En la habitación se hizo el silencio como si hubieran anunciado una muerte. Falcón deseaba que continuara, pero Jiménez tenía los labios apretados, como para dominarse.
—Usted nació en 1950 —dijo Falcón, haciendo un gesto con la cabeza hacia él.
—Nueve meses justos después de la boda.
—¿Y su hermana?
—Dos años más tarde. Hubo complicaciones en el parto. Sé que estuvo a punto de morir y que mi madre quedó muy débil. Querían tener muchos hijos, pero mi madre no se vio con ánimos después de aquello. A mi hermana también la afectó.
—¿Cómo?
—Era una niña muy buena. Se preocupaba por todo…, los animales, sobre todo los gatos abandonados, de los que había a montones en Tánger. No había nada que se pudiera…, era tan… —titubeó, sus manos gesticularon, forzando las palabras a salir—. Era simple, eso es lo que era. No tonta…, sólo una persona sencilla. No era como los otros niños.
—¿Su madre llegó a recuperarse?
—Sí, sí, se recuperó completamente. Ella… —Jiménez vaciló; miró al techo—. Incluso volvió a quedarse embarazada. Fue una época muy difícil. Mi padre tuvo que marcharse de Tánger, pero mi madre no podía moverse.
—¿Cuándo fue eso?
—A finales de 1958. Mi padre se llevó a mi hermana y yo me quedé.
—¿Adónde fue?
—Alquiló una casa en un pueblo de una colina de Algeciras.
—¿Estaba huyendo?
—De las autoridades no.
—¿Un mal negocio?
—Nunca lo supe —dijo.
—¿Y su madre?
—Tuvo al bebé. Un niño. Mi padre apareció misteriosamente la noche del parto. Había acudido en secreto. Le preocupaba que algo fuera mal, como la última vez, y que mi madre no sobreviviera al parto. Estaba…

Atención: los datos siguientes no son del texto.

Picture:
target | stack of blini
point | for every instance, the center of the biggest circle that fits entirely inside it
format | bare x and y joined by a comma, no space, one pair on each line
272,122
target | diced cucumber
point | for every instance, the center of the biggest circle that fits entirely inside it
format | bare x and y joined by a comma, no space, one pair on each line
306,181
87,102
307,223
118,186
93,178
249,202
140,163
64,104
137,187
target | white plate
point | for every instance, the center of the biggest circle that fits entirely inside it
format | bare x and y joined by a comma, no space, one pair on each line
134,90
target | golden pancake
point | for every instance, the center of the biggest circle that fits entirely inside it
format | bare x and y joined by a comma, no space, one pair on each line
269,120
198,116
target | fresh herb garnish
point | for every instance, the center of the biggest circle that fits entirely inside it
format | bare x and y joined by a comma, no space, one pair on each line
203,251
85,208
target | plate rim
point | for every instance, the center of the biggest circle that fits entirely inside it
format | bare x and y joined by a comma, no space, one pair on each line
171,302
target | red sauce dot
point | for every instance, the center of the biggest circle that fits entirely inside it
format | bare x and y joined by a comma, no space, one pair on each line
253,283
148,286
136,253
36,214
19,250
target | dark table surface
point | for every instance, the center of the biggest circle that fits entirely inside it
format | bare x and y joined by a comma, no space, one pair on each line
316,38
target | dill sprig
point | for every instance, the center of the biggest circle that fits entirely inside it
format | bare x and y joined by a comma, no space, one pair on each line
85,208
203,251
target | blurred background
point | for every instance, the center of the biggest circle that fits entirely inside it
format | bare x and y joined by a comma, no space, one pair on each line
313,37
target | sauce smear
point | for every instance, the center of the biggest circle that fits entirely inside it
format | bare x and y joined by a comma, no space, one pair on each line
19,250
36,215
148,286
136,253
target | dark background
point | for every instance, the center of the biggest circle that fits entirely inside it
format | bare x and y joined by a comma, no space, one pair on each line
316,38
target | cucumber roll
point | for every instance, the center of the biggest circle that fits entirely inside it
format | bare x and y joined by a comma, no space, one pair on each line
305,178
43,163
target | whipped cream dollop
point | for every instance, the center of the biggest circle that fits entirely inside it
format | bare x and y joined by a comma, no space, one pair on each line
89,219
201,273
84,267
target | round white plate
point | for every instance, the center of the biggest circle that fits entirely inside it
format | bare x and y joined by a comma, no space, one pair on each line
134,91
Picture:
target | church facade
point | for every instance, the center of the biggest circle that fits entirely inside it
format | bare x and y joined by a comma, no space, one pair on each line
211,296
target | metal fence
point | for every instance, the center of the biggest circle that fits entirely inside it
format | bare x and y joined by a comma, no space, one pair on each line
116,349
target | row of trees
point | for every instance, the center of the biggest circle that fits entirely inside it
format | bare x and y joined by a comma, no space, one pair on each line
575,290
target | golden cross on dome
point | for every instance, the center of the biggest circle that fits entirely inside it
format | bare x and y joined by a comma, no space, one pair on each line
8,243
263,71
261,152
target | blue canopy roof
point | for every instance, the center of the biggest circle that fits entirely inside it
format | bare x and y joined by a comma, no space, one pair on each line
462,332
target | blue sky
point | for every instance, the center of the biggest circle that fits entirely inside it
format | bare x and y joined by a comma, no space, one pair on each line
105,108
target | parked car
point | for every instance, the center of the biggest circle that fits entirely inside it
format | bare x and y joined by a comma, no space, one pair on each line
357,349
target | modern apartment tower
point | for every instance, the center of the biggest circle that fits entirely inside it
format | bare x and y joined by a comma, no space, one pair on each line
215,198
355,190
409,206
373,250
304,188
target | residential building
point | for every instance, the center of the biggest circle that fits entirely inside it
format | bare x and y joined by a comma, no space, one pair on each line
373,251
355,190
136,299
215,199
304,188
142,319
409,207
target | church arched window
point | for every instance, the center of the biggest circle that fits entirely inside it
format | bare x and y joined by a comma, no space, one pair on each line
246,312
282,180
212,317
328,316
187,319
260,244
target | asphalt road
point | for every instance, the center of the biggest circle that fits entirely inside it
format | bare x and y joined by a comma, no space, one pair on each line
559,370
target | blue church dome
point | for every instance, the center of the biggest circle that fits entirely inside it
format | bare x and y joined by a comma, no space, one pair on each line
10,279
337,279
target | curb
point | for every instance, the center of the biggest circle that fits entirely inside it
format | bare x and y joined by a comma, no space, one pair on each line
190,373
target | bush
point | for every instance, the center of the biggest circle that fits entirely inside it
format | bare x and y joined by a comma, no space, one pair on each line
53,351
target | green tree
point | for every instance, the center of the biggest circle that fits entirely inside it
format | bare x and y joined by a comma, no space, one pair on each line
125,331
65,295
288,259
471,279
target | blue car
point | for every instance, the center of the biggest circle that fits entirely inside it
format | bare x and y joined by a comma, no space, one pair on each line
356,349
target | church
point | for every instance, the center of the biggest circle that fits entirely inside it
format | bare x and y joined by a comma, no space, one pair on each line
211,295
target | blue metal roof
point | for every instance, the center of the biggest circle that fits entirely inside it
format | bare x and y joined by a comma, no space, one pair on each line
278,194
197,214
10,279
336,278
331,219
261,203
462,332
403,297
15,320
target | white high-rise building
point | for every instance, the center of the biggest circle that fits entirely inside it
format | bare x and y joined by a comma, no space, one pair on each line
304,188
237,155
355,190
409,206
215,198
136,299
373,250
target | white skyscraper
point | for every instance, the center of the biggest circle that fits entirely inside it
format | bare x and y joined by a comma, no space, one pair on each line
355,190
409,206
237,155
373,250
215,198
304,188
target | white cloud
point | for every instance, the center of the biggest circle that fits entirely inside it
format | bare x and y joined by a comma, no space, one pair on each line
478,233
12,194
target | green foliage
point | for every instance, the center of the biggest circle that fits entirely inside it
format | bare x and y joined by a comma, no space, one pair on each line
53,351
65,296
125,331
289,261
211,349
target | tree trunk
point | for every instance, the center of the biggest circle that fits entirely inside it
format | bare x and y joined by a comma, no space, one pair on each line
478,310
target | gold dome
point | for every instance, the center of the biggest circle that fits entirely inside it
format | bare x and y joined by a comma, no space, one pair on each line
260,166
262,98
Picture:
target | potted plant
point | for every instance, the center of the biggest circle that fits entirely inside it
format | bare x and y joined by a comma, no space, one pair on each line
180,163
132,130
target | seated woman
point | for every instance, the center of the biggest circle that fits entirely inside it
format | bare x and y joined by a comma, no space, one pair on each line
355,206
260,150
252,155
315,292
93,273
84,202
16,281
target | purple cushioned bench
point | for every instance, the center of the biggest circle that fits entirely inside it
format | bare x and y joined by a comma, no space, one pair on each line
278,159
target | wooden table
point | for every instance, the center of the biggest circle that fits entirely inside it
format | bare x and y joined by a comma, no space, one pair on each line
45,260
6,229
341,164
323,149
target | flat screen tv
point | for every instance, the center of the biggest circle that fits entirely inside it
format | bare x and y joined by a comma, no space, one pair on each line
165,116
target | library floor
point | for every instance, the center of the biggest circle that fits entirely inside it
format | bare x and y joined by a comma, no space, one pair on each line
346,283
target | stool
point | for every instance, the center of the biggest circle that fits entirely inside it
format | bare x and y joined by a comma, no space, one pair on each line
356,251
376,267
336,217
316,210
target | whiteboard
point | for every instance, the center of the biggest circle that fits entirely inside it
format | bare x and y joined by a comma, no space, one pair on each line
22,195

Jiménez frunció el ceño, como si hubiera topado con algo incomprensible. Parpadeó para contener las lágrimas.
—Es un tema muy difícil para mí, inspector jefe —dijo—. Creía que cuando mi padre muriera me alegraría. Que sería un alivio y una liberación… Representaría el final de tanta incertidumbre.
—¿Incertidumbre, señor Jiménez?
—Una incertidumbre que no tiene fin. Pensamientos confusos porque no tienen solución. Pensamientos que te dejan para siempre pendiente de un hilo.
Aunque aquellas palabras eran reconocibles como lenguaje, su significado era oscuro, y sin embargo Falcón, sin saber por qué, comprendía en cierto modo el tormento del otro hombre. Le vino más de una referencia a la cabeza: la muerte de su padre, las cosas que no se dijeron, el estudio que no había investigado…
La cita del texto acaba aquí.